The provocative memoir of a young woman's struggle to come to terms with a life plagued by irrational behavior.

I am crazy. But maybe I am not. For most of her life, this thought haunted Amy Wilensky as she watched her body do things she couldn't control, repeatedly twitching and contorting into awkward positions. Her mind lurched and veered in ways she didn't understand: She felt that she must touch wood at all times to ward off harm, that chewing a wad of stale gum would prevent a plane crash. Why couldn't she throw away meaningless scraps of paper? Why were six-word sentences strangely satisfying?

While Amy excelled in school and led an otherwise "normal" life, she worried that beneath the surface she was a freak, that there was something irrevocably wrong with her. It wasn't until she happened upon the book The Boy Who Couldn't Stop Washing after graduating from college that she realized she might be among the approximately 5 million Americans afflicted with Tourette's syndrome and obsessive-compulsive disorder.

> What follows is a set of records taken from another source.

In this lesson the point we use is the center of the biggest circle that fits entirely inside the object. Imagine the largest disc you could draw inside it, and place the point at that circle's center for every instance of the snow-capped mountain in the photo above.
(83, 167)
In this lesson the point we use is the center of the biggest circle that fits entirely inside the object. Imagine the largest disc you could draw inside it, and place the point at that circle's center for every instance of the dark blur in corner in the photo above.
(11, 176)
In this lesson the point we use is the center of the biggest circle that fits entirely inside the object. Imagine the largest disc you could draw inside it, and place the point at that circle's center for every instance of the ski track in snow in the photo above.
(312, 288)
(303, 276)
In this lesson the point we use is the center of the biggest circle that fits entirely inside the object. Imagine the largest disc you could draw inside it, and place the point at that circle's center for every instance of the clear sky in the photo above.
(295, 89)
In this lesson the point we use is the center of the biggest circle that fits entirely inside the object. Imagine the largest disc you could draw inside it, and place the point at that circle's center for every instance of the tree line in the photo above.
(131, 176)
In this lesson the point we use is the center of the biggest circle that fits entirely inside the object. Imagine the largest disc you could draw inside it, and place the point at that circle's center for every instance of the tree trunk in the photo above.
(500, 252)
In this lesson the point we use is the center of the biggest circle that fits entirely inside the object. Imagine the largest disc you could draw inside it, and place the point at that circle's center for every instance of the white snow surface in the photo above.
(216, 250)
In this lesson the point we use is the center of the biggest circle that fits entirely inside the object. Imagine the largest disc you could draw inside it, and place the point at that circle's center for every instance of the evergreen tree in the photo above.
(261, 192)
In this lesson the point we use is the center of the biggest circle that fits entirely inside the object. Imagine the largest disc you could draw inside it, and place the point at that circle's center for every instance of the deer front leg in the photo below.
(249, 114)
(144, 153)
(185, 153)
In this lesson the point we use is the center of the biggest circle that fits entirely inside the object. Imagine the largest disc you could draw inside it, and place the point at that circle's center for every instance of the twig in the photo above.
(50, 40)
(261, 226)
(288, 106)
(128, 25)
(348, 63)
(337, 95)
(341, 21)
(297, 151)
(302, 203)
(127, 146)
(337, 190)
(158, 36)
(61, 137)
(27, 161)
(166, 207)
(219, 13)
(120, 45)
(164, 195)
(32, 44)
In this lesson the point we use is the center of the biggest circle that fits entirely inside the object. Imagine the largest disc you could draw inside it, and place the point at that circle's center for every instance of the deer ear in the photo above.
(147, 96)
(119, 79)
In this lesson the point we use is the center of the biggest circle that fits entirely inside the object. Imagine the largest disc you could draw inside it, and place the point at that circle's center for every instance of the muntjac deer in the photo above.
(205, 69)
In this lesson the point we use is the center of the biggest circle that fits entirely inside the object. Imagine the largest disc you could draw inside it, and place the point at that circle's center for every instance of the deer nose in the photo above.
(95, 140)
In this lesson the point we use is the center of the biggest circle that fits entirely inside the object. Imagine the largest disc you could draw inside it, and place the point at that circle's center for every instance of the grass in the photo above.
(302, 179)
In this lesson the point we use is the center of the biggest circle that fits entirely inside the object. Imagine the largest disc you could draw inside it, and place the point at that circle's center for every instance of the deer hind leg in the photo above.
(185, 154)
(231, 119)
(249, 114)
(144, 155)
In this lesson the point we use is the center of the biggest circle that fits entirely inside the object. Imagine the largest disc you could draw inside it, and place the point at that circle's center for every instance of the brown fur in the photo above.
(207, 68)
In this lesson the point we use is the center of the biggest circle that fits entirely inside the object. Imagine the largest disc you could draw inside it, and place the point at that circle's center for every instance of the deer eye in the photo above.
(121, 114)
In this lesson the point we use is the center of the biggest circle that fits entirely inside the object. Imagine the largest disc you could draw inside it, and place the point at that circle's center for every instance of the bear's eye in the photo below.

Passing for Normal is Amy's emotionally charged account of her lifelong struggle with these often misunderstood disorders. A powerful witness to her own dysfunction, she describes the strain it bore on her relationships with the people she thought she knew best: her family, her friends, and her self. Confronting the labels we apply to ourselves and others--compulsive, crazy, out of control--Amy describes her symptoms, diagnosis, and treatment with courage and a healthy dose of humor, gradually coming to terms with the absurdities of a life beset by irrational behavior. This compelling narrative, by turns tragic and comic, broadly extends our understanding of the wondrously complex human mind, and, with subtlety and grace, challenges our notion of what it is to be "normal."